So we've used Pandas to understand our data and deal with missing values in that data. And we could have actually used that as well to solidify that data if we wanted to, if we had too much data to process at once. while we're experimenting. We then exported that to a NumPy array and used Scikit-Learn's preprocessing module to actually scale that down into a consistent range. Now that our data has been prepared and cleaned, we can actually feed it into an actual machine learning model. I'm not going to get into the details of this, but basically we're using TensorFlow's Keras API to create a neural network that will actually learn from this data and create a neural network that can predict whether a mass that it hasn't seen before might be benign or malignant. Let's go ahead and run that. Don't worry; we'll get into how that works later in the modelling section of the course. It's a lot of fun. And now that we have our model defined here, we can actually wrap that in a Scikit-Learn estimator here.

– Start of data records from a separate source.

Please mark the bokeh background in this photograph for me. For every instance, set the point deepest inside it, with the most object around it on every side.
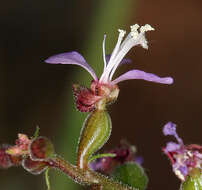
(34, 93)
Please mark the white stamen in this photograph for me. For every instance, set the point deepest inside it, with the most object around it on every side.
(134, 31)
(146, 28)
(109, 66)
(134, 38)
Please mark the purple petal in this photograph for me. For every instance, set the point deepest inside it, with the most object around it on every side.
(137, 74)
(171, 147)
(72, 58)
(124, 60)
(169, 129)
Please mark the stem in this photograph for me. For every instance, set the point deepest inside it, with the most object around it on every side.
(86, 177)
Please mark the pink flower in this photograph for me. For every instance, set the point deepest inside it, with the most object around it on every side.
(183, 158)
(106, 86)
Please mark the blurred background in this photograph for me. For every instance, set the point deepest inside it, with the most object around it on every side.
(35, 93)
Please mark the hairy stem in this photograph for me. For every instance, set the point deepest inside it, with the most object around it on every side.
(86, 177)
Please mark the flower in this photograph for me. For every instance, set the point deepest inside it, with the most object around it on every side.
(106, 87)
(184, 158)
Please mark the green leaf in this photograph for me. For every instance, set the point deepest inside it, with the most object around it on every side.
(193, 181)
(95, 133)
(101, 156)
(132, 174)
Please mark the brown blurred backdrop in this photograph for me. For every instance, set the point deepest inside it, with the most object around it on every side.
(34, 93)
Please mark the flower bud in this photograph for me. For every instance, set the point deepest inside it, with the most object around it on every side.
(96, 131)
(7, 160)
(193, 180)
(41, 149)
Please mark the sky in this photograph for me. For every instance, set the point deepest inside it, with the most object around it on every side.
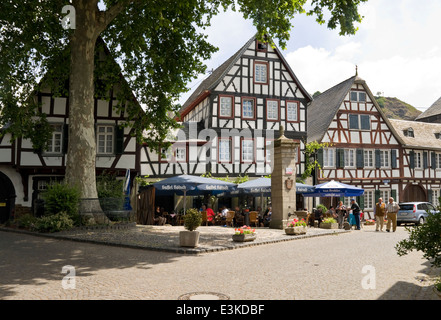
(397, 50)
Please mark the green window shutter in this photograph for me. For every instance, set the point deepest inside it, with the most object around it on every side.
(65, 137)
(119, 141)
(393, 159)
(360, 159)
(377, 159)
(412, 159)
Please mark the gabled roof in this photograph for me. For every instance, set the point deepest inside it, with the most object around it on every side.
(218, 74)
(433, 110)
(324, 108)
(425, 134)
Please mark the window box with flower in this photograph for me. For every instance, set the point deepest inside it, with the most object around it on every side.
(296, 227)
(244, 234)
(329, 223)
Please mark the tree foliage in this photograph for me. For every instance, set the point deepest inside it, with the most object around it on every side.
(159, 45)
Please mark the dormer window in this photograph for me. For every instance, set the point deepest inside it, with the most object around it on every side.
(358, 96)
(409, 133)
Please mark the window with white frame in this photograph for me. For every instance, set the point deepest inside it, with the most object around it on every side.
(105, 139)
(385, 195)
(247, 150)
(55, 142)
(272, 110)
(248, 108)
(292, 111)
(385, 158)
(268, 148)
(349, 158)
(260, 72)
(368, 158)
(369, 198)
(328, 157)
(435, 197)
(224, 150)
(167, 154)
(181, 153)
(438, 160)
(358, 96)
(418, 160)
(226, 107)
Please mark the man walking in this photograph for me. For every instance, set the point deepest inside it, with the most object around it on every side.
(356, 212)
(380, 210)
(392, 211)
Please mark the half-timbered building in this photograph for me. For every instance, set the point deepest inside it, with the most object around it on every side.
(420, 170)
(363, 147)
(26, 172)
(432, 114)
(231, 119)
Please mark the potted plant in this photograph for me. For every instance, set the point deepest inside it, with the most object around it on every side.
(329, 223)
(244, 234)
(437, 286)
(296, 227)
(190, 237)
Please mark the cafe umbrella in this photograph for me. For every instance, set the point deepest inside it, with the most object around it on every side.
(262, 187)
(192, 185)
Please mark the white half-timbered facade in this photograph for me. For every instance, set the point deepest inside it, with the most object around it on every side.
(29, 170)
(232, 118)
(363, 150)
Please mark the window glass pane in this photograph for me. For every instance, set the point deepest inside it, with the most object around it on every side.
(248, 108)
(353, 121)
(365, 121)
(354, 96)
(225, 106)
(247, 150)
(272, 110)
(291, 111)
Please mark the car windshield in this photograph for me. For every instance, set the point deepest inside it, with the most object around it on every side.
(406, 206)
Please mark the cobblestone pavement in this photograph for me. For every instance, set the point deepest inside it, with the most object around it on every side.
(327, 267)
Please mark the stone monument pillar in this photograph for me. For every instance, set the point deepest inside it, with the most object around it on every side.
(283, 181)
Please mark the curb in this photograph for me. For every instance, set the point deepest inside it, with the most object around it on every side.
(179, 250)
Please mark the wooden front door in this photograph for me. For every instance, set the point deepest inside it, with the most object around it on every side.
(7, 198)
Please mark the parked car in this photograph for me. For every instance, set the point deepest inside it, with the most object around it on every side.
(414, 212)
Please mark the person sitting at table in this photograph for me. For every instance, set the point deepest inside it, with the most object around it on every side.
(267, 217)
(210, 213)
(239, 217)
(159, 219)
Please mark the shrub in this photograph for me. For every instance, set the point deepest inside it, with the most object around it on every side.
(192, 219)
(60, 197)
(25, 221)
(54, 223)
(425, 238)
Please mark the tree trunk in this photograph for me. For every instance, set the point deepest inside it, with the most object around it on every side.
(81, 154)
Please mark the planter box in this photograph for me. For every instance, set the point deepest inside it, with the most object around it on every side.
(189, 238)
(295, 230)
(329, 225)
(244, 237)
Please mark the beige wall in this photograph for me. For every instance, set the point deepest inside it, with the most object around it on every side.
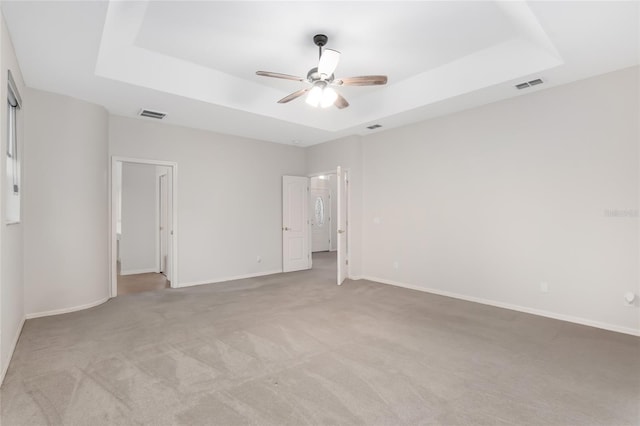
(229, 195)
(488, 203)
(65, 204)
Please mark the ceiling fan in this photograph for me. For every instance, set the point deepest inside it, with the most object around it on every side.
(321, 79)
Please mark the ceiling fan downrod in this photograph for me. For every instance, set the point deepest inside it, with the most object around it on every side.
(320, 40)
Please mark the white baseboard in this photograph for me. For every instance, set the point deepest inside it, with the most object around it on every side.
(539, 312)
(139, 271)
(5, 368)
(67, 310)
(237, 277)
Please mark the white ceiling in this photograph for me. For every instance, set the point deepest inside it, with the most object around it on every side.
(196, 61)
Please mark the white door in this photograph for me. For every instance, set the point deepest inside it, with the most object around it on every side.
(343, 260)
(320, 219)
(295, 224)
(164, 223)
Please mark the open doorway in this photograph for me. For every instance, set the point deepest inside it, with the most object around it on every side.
(143, 217)
(322, 219)
(328, 213)
(299, 210)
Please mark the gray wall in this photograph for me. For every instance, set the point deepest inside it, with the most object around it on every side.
(488, 203)
(65, 204)
(229, 195)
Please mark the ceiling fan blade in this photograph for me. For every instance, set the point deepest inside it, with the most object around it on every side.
(279, 75)
(341, 102)
(328, 62)
(365, 80)
(293, 96)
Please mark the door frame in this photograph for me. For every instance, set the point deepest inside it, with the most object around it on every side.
(347, 171)
(312, 218)
(173, 183)
(159, 217)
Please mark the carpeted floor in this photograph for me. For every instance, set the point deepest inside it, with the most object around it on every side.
(295, 349)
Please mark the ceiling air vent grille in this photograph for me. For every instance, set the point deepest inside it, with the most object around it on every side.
(529, 84)
(152, 114)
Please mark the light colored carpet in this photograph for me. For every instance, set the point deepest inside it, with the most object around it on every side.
(295, 349)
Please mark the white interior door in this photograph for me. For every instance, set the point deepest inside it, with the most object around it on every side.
(295, 224)
(164, 223)
(320, 219)
(343, 226)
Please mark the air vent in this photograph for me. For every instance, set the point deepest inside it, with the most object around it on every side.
(529, 84)
(152, 114)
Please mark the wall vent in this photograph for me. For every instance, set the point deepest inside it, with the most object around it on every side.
(529, 84)
(152, 114)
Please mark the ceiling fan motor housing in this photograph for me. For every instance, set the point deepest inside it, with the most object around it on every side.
(313, 75)
(320, 39)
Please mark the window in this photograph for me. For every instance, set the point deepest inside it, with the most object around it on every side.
(14, 102)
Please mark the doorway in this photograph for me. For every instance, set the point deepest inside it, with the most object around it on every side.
(315, 226)
(143, 225)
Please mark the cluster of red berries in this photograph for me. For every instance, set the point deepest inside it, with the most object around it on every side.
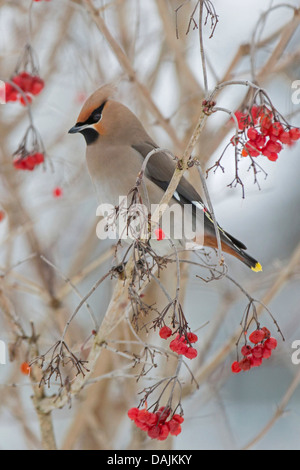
(29, 162)
(265, 135)
(181, 344)
(253, 356)
(31, 85)
(156, 424)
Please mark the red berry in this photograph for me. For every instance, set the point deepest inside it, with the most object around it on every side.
(271, 343)
(245, 364)
(295, 134)
(26, 100)
(154, 432)
(276, 129)
(252, 133)
(266, 331)
(163, 413)
(236, 368)
(163, 432)
(192, 337)
(257, 352)
(246, 350)
(165, 332)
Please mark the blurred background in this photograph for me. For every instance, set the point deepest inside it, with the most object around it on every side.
(52, 212)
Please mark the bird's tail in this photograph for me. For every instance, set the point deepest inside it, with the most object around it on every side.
(233, 247)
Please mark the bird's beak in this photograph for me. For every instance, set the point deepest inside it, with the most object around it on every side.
(78, 128)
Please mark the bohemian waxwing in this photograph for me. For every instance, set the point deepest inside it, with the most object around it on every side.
(117, 145)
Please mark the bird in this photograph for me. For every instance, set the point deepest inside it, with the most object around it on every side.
(117, 144)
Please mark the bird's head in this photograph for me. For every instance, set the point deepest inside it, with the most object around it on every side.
(101, 116)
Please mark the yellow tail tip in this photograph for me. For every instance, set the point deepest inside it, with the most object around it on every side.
(257, 268)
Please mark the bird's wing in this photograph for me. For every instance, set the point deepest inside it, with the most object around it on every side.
(160, 169)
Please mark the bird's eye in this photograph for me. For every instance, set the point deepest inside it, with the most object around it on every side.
(97, 117)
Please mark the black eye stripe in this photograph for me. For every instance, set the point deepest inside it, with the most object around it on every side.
(95, 116)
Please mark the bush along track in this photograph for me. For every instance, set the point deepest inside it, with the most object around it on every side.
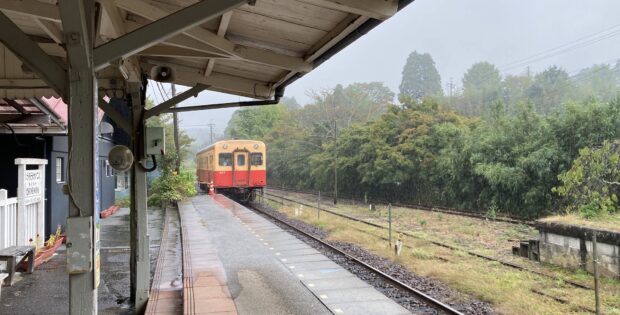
(376, 229)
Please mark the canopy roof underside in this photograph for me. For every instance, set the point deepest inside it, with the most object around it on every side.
(251, 50)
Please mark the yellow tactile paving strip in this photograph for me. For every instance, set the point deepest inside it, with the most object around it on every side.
(164, 298)
(205, 289)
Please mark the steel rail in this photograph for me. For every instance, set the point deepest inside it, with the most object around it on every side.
(464, 213)
(505, 263)
(395, 282)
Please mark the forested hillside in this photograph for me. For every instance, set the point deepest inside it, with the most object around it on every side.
(497, 144)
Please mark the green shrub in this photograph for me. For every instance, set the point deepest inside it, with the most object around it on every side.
(591, 187)
(123, 202)
(172, 188)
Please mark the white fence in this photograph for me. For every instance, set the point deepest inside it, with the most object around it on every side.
(22, 218)
(8, 220)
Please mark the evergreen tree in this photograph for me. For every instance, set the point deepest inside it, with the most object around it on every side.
(481, 87)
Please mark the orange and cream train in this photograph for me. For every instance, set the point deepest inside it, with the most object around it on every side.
(233, 167)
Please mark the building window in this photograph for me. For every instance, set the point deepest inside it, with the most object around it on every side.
(241, 160)
(256, 159)
(225, 159)
(60, 170)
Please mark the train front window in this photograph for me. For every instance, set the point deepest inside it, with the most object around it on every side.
(225, 159)
(256, 159)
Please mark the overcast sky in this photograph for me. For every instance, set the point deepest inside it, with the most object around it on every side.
(457, 33)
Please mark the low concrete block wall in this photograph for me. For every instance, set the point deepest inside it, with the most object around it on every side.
(571, 247)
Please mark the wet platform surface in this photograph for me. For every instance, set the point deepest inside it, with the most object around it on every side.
(266, 270)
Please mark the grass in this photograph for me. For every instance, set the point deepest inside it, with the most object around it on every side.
(510, 291)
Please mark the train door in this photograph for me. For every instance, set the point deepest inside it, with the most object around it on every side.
(241, 169)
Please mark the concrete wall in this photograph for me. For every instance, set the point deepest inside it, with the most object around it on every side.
(571, 247)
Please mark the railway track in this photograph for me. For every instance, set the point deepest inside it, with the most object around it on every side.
(434, 303)
(469, 214)
(451, 247)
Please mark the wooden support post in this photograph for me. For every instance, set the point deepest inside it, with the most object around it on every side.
(78, 23)
(596, 280)
(138, 227)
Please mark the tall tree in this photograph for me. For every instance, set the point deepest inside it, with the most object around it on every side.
(254, 123)
(551, 89)
(481, 87)
(420, 78)
(597, 81)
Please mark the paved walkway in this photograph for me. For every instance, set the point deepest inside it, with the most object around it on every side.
(268, 271)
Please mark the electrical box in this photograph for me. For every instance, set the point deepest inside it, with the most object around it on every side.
(79, 244)
(154, 141)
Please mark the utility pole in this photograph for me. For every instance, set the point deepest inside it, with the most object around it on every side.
(177, 144)
(335, 162)
(211, 130)
(597, 300)
(451, 90)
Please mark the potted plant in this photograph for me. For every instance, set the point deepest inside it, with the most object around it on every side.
(44, 253)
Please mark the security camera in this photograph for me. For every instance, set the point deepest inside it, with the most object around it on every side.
(120, 158)
(162, 74)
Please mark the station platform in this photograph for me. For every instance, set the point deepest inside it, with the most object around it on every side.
(237, 262)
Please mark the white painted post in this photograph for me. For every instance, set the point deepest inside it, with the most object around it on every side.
(30, 193)
(21, 205)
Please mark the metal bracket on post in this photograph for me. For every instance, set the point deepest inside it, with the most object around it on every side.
(138, 227)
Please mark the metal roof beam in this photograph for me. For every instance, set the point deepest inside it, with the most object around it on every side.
(32, 55)
(221, 32)
(42, 107)
(220, 82)
(161, 29)
(376, 9)
(155, 111)
(31, 8)
(115, 115)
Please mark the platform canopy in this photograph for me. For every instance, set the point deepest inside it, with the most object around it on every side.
(246, 48)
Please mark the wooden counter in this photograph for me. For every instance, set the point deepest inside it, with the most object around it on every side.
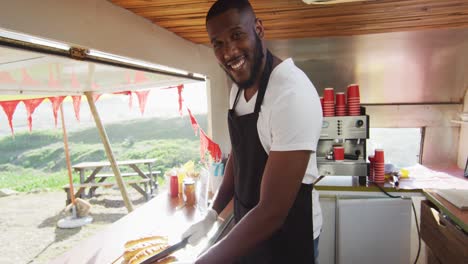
(160, 216)
(444, 230)
(455, 214)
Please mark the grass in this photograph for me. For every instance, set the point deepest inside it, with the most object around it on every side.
(27, 180)
(36, 161)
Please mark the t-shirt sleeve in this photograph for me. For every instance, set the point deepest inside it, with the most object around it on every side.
(296, 119)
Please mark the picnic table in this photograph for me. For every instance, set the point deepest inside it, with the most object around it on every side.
(90, 177)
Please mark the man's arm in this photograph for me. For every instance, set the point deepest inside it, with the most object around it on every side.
(226, 190)
(281, 182)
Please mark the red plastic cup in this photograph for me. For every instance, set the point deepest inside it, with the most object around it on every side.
(379, 156)
(353, 90)
(340, 99)
(338, 152)
(329, 95)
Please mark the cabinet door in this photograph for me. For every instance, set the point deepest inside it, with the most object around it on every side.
(327, 236)
(373, 231)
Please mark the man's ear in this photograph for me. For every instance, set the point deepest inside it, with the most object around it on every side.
(259, 29)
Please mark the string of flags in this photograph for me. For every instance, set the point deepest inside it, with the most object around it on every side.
(207, 145)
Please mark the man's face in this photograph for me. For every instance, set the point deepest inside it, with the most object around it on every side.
(237, 46)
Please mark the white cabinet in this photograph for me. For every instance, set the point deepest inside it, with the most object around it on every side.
(365, 228)
(373, 231)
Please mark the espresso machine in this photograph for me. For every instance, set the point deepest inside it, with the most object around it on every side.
(350, 132)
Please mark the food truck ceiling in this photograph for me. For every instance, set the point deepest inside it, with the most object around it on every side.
(290, 19)
(36, 73)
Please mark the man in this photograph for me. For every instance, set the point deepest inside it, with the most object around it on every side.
(274, 120)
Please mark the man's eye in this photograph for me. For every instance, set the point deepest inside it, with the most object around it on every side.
(237, 35)
(217, 45)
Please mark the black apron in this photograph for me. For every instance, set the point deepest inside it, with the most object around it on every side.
(293, 242)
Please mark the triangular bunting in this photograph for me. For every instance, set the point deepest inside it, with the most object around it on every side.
(96, 96)
(128, 78)
(142, 97)
(56, 102)
(6, 78)
(194, 122)
(76, 106)
(94, 86)
(31, 105)
(9, 107)
(140, 77)
(206, 144)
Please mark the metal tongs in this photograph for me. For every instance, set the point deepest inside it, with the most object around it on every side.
(167, 251)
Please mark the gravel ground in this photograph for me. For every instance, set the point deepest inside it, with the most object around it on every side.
(28, 231)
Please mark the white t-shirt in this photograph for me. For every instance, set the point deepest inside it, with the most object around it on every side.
(290, 118)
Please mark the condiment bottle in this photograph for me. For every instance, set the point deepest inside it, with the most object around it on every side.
(190, 196)
(174, 186)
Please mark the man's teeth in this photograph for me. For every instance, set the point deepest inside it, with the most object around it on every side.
(237, 65)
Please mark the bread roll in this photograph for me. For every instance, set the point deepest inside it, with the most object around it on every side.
(134, 242)
(167, 260)
(146, 253)
(131, 252)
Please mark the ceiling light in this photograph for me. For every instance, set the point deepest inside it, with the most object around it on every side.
(157, 67)
(35, 40)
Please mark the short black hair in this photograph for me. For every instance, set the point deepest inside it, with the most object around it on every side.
(222, 6)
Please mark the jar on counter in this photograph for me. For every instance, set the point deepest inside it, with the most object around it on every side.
(190, 196)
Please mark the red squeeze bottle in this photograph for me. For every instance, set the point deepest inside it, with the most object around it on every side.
(174, 186)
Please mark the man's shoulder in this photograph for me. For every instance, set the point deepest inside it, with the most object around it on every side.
(288, 73)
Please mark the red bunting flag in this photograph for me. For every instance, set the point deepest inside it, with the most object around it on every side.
(140, 77)
(75, 82)
(206, 144)
(56, 102)
(96, 96)
(31, 105)
(180, 88)
(53, 83)
(142, 97)
(6, 78)
(130, 98)
(26, 79)
(76, 106)
(9, 107)
(194, 122)
(128, 78)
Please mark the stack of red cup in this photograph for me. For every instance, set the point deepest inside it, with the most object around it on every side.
(379, 166)
(371, 168)
(354, 103)
(329, 102)
(340, 105)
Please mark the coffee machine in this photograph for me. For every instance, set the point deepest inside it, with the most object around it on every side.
(350, 132)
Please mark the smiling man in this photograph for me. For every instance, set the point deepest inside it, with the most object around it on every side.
(274, 120)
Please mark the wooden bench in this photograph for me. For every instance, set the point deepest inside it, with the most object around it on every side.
(103, 176)
(80, 188)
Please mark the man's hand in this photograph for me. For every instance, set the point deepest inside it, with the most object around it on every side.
(198, 230)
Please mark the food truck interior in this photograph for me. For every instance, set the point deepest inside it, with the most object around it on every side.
(409, 58)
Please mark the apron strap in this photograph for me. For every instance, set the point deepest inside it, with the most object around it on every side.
(263, 84)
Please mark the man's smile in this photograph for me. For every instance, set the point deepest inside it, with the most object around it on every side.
(237, 63)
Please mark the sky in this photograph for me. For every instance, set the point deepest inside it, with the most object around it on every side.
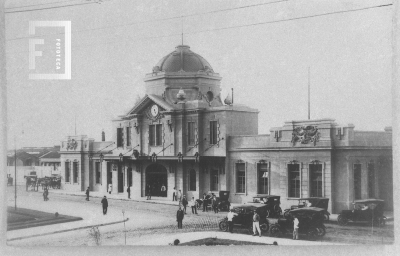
(262, 51)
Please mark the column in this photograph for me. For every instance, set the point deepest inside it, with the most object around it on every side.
(103, 173)
(114, 170)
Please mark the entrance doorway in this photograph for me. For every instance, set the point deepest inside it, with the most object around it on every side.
(120, 179)
(156, 177)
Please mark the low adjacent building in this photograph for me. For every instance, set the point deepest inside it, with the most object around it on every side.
(181, 135)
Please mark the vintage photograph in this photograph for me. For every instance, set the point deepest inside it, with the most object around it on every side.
(199, 123)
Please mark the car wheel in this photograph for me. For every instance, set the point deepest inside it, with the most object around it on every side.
(274, 230)
(321, 230)
(264, 227)
(312, 232)
(342, 220)
(286, 214)
(223, 225)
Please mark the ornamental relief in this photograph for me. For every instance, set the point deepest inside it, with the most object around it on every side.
(72, 144)
(305, 135)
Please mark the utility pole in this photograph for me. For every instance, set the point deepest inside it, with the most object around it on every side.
(308, 93)
(15, 170)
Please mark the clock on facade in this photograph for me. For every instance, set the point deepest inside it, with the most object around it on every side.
(154, 110)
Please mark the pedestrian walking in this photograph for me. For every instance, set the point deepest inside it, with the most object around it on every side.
(46, 194)
(230, 216)
(295, 228)
(104, 202)
(148, 192)
(179, 217)
(184, 203)
(163, 190)
(192, 204)
(87, 194)
(214, 204)
(174, 194)
(180, 196)
(205, 202)
(256, 224)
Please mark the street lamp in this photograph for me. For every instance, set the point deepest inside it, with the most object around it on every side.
(123, 216)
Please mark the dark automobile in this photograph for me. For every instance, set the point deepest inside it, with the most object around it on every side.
(244, 217)
(272, 204)
(223, 201)
(310, 223)
(366, 210)
(319, 202)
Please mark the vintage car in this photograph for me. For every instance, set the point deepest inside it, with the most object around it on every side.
(272, 204)
(244, 217)
(366, 210)
(319, 202)
(223, 201)
(310, 223)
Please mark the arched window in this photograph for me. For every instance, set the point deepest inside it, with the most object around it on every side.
(192, 180)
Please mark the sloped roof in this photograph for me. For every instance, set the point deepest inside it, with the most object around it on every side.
(51, 154)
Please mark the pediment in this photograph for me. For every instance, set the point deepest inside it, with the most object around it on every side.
(144, 105)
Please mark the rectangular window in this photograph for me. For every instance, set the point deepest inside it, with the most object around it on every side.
(214, 180)
(241, 178)
(357, 181)
(213, 132)
(128, 136)
(371, 180)
(152, 139)
(192, 180)
(119, 137)
(75, 171)
(158, 134)
(191, 138)
(263, 178)
(98, 173)
(67, 172)
(315, 180)
(294, 180)
(155, 133)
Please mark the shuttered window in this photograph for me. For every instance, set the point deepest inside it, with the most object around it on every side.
(191, 133)
(294, 180)
(240, 178)
(75, 171)
(128, 136)
(263, 178)
(213, 132)
(67, 172)
(315, 180)
(119, 137)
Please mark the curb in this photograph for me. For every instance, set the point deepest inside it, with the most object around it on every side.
(67, 230)
(122, 199)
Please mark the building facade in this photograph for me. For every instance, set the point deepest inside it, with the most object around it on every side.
(181, 134)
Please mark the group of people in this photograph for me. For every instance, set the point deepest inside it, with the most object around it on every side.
(46, 194)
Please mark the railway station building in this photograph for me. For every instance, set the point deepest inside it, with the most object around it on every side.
(182, 134)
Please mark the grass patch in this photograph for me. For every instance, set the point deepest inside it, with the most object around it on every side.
(212, 241)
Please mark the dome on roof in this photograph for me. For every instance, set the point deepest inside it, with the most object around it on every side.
(183, 59)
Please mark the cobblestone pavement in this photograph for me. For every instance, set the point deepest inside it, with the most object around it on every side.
(155, 219)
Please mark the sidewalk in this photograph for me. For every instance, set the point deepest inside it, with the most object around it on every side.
(166, 239)
(167, 201)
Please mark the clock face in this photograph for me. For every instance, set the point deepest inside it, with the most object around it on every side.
(154, 110)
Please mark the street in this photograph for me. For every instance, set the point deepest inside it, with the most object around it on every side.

So just like we have that classifier in the slides from Sci Kitlearn, Keras has a way to actually make a TensorFlow neural network look like a Sci Kitlearn model. So we're using Keras' classifier to do that. Basically, it's going to create a neural network with various parameters. We're going to call that estimator, and then we can call Psychiatlearn's cross-validation score function to actually evaluate that and train it. So what a cross-validation score does is actually randomly separate your data set into training and test data sets multiple times. So multiple times it will actually take the training component there, the training data set, train the model, train the neural network, and take the test data that we held aside and evaluate how well that resulting model can predict the labels on data that it's never seen before. And in this case, we will actually do that ten times and take the average of the results from each different split of training and testing data. So we can go ahead and kick that off. So basically, we're going to split up our data into training and testing sets ten times, train ten different neural networks, and evaluate the results of all ten networks. Obviously, this will take a little bit of time, so we'll wait for that to finish.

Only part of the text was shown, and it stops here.